A fluorescent tag, also known as a label or probe, is a molecule that is chemically attached to a biomolecule such as a protein, antibody, or synthetic compound, in order to aid in labeling and detection. Scientists have been using tags for well over a century as research tools, but here we discuss some of the latest research that demonstrates that tags are not innocent pretty colored labels, but active chemicals that can alter the course of the experiment.

fluorescent tags

Fluorescent tags are beautiful, but don’t forget they are chemicals, too. Image credit: Wikimedia Commons.

Imagine a scenario where a researcher is working with a small molecule, and he has reason to believe it has potential as an interesting anti-cancer drug. He suspects that the molecule enters cells, then continues on into the nucleus to shut down a detrimental gene. So this researcher makes a new molecule, just like the original one except that it is now attached to a fluorescent label. He places this compound a dish of cells, put the cells under a fluorescent microscope, and voila! The cells’ nuclei light up fluorescent green. The researcher has proven that the original small molecule enters cell nuclei.
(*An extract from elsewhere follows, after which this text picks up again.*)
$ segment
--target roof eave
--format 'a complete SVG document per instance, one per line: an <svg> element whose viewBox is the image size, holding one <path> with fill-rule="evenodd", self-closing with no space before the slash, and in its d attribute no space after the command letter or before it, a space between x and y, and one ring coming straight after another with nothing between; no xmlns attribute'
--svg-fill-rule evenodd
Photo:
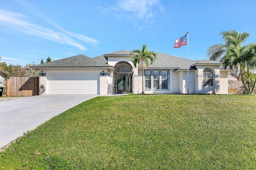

Actually…he hasn’t. Fluorescent tags are not just splashes of color that are along for the ride. Like the small molecule, it too has atoms and covalent bonds. Many times, the tag is a hefty percentage of the overall molecular weight. With chemistry of its own, it might influence what a cell decides to do with the molecule, whether to incorporate it or exclude it. In other words, a labeled and an unlabeled molecule may travel quite differently.

A similar pitfall can affect proteins under scrutiny, as well. Proteins are commonly tagged with other, relatively small, proteins, most notably Green Fluorescent Protein. It is ubiquitous in research, earned some of its discoverers/developers a Nobel Prize, and has been a crucial part of many important discoveries.

Such tags were used to visualize bacterial proteins called Clp proteases. Research had revealed that labeled Clp proteases show up as a single spot within a bacterium. That suggested that, unless bacteria managed to divide right in the middle of the speck, only one daughter was the owner of this important spot, and the other got none!

However, a careful investigation unveiled the real story: In a strain in which these proteases were untagged, researchers found that the Clp protease they were studying was nearly evenly distributed between daughters.[1] It turned out that the fluorescent tag strengthened the protease’s tendency to self-associate. Further studies suggested that this type of confusion is not limited to Clp, as these same researchers demonstrated that five other bacterial proteins that had been determined to form clumps in fact only did so in large part because of their fluorescent tags.

Of course, researchers should not to give up on fluorescent tags. They are truly powerful methods to conduct groundbreaking research. And to provide a wider body of support for your hypotheses, studies using fluorescence tags can be combined with label-free technologies such as surface plasmon resonance, an area of expertise for many CROs listed on Assay Depot. In order to truly understand the data, researchers need to remember that fluorescent tags often have side effects that are more than just their color.

Reference

1. Landgraf, D. et al. 2012. Segregation of molecules at cell division reveals native protein localization. Nature Methods. 9:480-482.